People, so cute they are, Paulo thinks,
the same way up.
He envies those with certain knowledge,
in their environs no cloud or mist;
on their loci, labelled points,
soluble in warm
water, formulae taken
twice a day with ritual and promise.
Still, Paulo knows that, should
he name the nameless,
its power will evaporate
and taxes will be levied.
The IBM Selectric does his typing,
its golf ball spins and pirouettes
shedding tiny feathers.
Our bubbles are around us,
puddles splash beneath our naked feet,
all we want, to be cradled softly
and believed in.
Yet I hear a skyward sound outside,
the flutter of a hundred wings
projecting from each nestling
sphere that rolls along the streets,
unrequited chirping, symphonic noise in pink.

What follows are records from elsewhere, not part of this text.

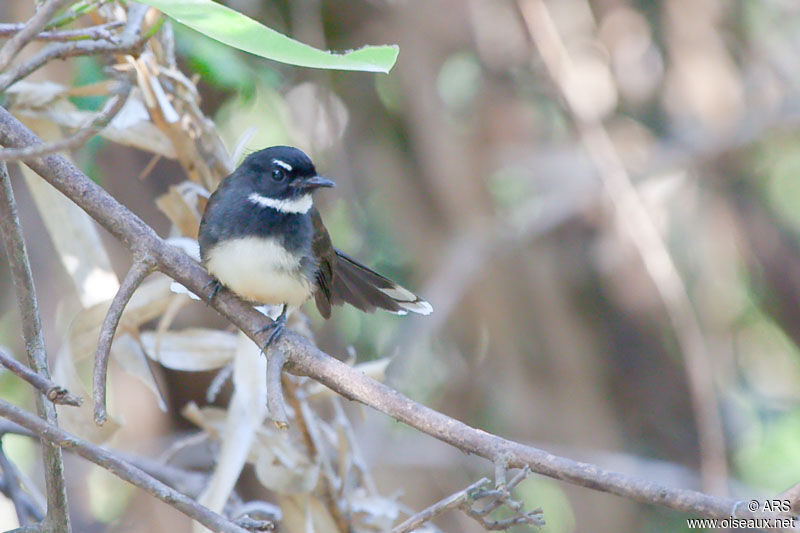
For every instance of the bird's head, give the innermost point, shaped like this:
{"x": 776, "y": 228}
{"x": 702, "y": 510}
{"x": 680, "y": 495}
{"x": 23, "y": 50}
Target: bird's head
{"x": 281, "y": 174}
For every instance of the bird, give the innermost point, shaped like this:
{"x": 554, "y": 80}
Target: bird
{"x": 262, "y": 238}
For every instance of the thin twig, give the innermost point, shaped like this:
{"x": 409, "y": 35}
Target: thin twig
{"x": 131, "y": 39}
{"x": 119, "y": 467}
{"x": 443, "y": 505}
{"x": 11, "y": 232}
{"x": 276, "y": 359}
{"x": 647, "y": 240}
{"x": 92, "y": 32}
{"x": 309, "y": 428}
{"x": 28, "y": 512}
{"x": 141, "y": 268}
{"x": 215, "y": 387}
{"x": 32, "y": 27}
{"x": 80, "y": 137}
{"x": 55, "y": 393}
{"x": 305, "y": 359}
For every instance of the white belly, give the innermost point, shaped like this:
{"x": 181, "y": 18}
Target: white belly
{"x": 259, "y": 270}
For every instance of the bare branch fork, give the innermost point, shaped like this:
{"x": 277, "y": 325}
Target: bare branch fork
{"x": 130, "y": 39}
{"x": 57, "y": 518}
{"x": 142, "y": 267}
{"x": 465, "y": 500}
{"x": 93, "y": 32}
{"x": 121, "y": 468}
{"x": 55, "y": 393}
{"x": 303, "y": 358}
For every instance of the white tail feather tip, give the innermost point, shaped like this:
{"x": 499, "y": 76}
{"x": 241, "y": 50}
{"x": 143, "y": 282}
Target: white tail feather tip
{"x": 420, "y": 306}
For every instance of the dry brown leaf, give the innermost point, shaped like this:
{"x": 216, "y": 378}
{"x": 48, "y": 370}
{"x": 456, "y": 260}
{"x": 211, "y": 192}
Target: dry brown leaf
{"x": 304, "y": 513}
{"x": 180, "y": 204}
{"x": 191, "y": 350}
{"x": 245, "y": 415}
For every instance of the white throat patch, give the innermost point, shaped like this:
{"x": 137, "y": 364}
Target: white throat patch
{"x": 298, "y": 206}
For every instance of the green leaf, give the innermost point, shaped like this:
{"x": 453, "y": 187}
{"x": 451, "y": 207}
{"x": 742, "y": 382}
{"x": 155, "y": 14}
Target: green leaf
{"x": 234, "y": 29}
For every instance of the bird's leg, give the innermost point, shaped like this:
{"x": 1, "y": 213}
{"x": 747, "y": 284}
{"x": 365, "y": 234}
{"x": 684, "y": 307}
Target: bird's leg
{"x": 275, "y": 328}
{"x": 214, "y": 285}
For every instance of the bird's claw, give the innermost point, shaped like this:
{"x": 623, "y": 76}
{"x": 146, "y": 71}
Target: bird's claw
{"x": 275, "y": 328}
{"x": 214, "y": 285}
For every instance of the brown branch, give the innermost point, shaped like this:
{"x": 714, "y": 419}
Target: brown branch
{"x": 276, "y": 360}
{"x": 28, "y": 511}
{"x": 645, "y": 237}
{"x": 53, "y": 392}
{"x": 141, "y": 268}
{"x": 119, "y": 467}
{"x": 106, "y": 115}
{"x": 466, "y": 499}
{"x": 29, "y": 31}
{"x": 93, "y": 32}
{"x": 305, "y": 359}
{"x": 445, "y": 504}
{"x": 11, "y": 233}
{"x": 130, "y": 40}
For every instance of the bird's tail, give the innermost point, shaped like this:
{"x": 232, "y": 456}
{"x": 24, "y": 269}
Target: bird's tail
{"x": 367, "y": 290}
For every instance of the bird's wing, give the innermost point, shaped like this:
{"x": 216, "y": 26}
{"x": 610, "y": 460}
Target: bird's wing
{"x": 367, "y": 290}
{"x": 342, "y": 279}
{"x": 325, "y": 256}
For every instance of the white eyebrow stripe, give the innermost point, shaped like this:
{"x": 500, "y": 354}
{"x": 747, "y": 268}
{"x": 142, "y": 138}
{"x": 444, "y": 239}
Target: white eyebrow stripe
{"x": 283, "y": 164}
{"x": 297, "y": 206}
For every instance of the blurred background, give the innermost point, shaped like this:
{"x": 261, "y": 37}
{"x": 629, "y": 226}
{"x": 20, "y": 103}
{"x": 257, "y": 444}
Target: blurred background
{"x": 473, "y": 174}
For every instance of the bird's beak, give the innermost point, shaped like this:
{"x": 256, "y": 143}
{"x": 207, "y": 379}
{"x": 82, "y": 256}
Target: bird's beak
{"x": 313, "y": 182}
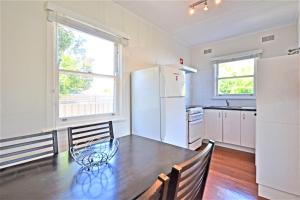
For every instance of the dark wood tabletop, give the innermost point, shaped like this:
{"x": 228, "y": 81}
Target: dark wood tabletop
{"x": 133, "y": 169}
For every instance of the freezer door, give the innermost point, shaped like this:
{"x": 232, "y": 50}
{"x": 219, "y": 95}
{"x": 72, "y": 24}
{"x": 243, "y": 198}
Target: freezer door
{"x": 172, "y": 82}
{"x": 173, "y": 121}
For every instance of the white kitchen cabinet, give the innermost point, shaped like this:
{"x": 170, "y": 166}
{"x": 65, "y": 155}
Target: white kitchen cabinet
{"x": 232, "y": 127}
{"x": 248, "y": 124}
{"x": 213, "y": 125}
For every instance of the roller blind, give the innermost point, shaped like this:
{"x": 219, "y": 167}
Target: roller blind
{"x": 238, "y": 56}
{"x": 79, "y": 24}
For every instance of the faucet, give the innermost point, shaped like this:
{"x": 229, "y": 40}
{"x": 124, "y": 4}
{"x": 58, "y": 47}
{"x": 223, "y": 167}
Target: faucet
{"x": 227, "y": 102}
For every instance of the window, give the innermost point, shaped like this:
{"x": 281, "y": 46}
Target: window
{"x": 88, "y": 73}
{"x": 236, "y": 78}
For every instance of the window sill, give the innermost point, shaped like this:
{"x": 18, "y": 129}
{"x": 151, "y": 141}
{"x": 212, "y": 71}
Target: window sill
{"x": 62, "y": 125}
{"x": 235, "y": 97}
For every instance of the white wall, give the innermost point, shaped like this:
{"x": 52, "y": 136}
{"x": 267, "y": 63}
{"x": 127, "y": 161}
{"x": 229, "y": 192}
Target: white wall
{"x": 203, "y": 81}
{"x": 299, "y": 22}
{"x": 25, "y": 95}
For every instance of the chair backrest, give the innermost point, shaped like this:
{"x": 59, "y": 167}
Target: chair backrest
{"x": 188, "y": 179}
{"x": 159, "y": 189}
{"x": 17, "y": 150}
{"x": 79, "y": 136}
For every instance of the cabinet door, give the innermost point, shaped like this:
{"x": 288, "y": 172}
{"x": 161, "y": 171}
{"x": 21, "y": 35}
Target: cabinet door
{"x": 248, "y": 123}
{"x": 213, "y": 125}
{"x": 232, "y": 127}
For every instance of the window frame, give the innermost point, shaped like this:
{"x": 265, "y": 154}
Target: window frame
{"x": 234, "y": 96}
{"x": 118, "y": 91}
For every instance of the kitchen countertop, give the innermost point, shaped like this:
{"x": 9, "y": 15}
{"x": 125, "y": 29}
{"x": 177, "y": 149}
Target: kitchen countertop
{"x": 241, "y": 108}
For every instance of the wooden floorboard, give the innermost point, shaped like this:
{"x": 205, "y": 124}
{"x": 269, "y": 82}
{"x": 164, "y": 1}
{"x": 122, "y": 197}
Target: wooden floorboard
{"x": 231, "y": 176}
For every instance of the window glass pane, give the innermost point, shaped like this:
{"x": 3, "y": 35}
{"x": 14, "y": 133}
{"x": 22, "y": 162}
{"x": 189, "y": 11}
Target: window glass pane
{"x": 236, "y": 86}
{"x": 83, "y": 52}
{"x": 83, "y": 95}
{"x": 236, "y": 68}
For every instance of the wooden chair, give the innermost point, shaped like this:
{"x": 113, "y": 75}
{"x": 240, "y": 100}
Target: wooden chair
{"x": 79, "y": 136}
{"x": 158, "y": 191}
{"x": 17, "y": 150}
{"x": 188, "y": 179}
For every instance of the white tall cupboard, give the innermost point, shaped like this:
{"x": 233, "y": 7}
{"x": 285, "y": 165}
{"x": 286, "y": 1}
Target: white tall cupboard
{"x": 278, "y": 133}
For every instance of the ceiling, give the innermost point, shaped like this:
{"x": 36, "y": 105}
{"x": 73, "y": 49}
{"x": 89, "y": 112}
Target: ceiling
{"x": 228, "y": 19}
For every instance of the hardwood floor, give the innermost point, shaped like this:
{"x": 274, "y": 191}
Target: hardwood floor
{"x": 231, "y": 176}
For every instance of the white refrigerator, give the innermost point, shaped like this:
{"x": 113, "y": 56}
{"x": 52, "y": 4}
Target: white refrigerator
{"x": 278, "y": 127}
{"x": 158, "y": 104}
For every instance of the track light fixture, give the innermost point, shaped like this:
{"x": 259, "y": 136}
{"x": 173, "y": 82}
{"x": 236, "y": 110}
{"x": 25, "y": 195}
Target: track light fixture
{"x": 204, "y": 2}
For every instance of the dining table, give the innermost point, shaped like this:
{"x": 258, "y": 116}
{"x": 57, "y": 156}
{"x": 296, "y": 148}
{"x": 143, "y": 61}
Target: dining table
{"x": 132, "y": 170}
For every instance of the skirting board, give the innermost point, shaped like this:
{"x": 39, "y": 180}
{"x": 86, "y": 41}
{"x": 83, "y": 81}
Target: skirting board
{"x": 273, "y": 194}
{"x": 231, "y": 146}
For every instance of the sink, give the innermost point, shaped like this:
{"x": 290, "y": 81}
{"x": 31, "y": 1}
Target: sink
{"x": 231, "y": 107}
{"x": 227, "y": 107}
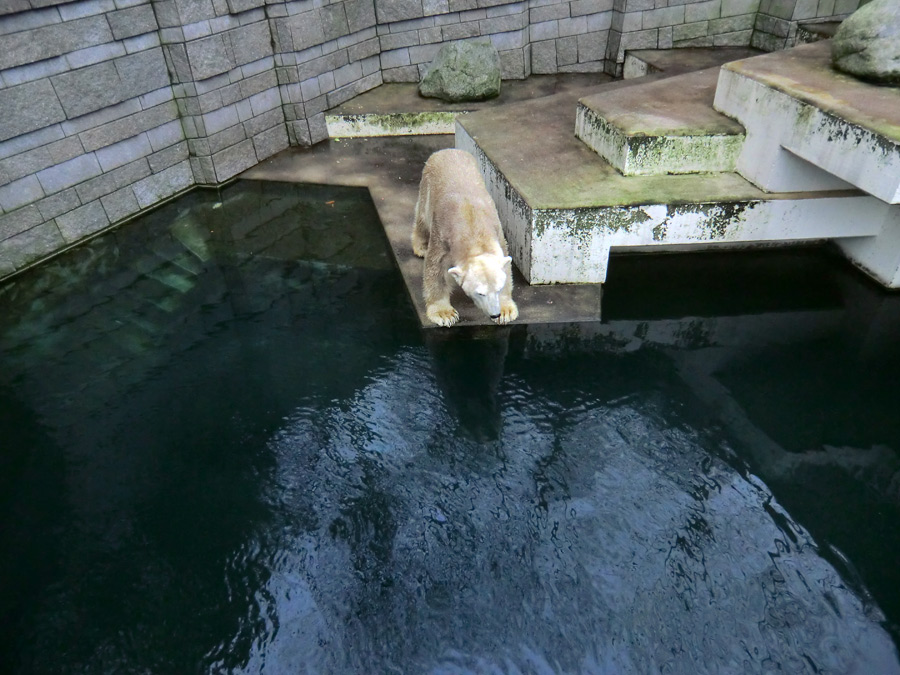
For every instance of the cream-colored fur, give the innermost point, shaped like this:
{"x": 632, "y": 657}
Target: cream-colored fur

Paulo wonders—how many birds
to form an irregular
Miranda’s reading by his side.
Delete the lines about
they make no sense at all,
and it’s time to let the cat out,
he’s recharged now.
While Paulo searches for
an existential robocat,
his IBM reverts to type:
bats and beetles, paper angels, a pair
of Disney nightingales
that flit around the study.
- Selectric is an IBM trademark. IBM holds more patents than any other company, hope they haven’t patented a dodecahedron made of birds
- white noise—uniform at high and low frequencies; pink noise—fades at high frequencies.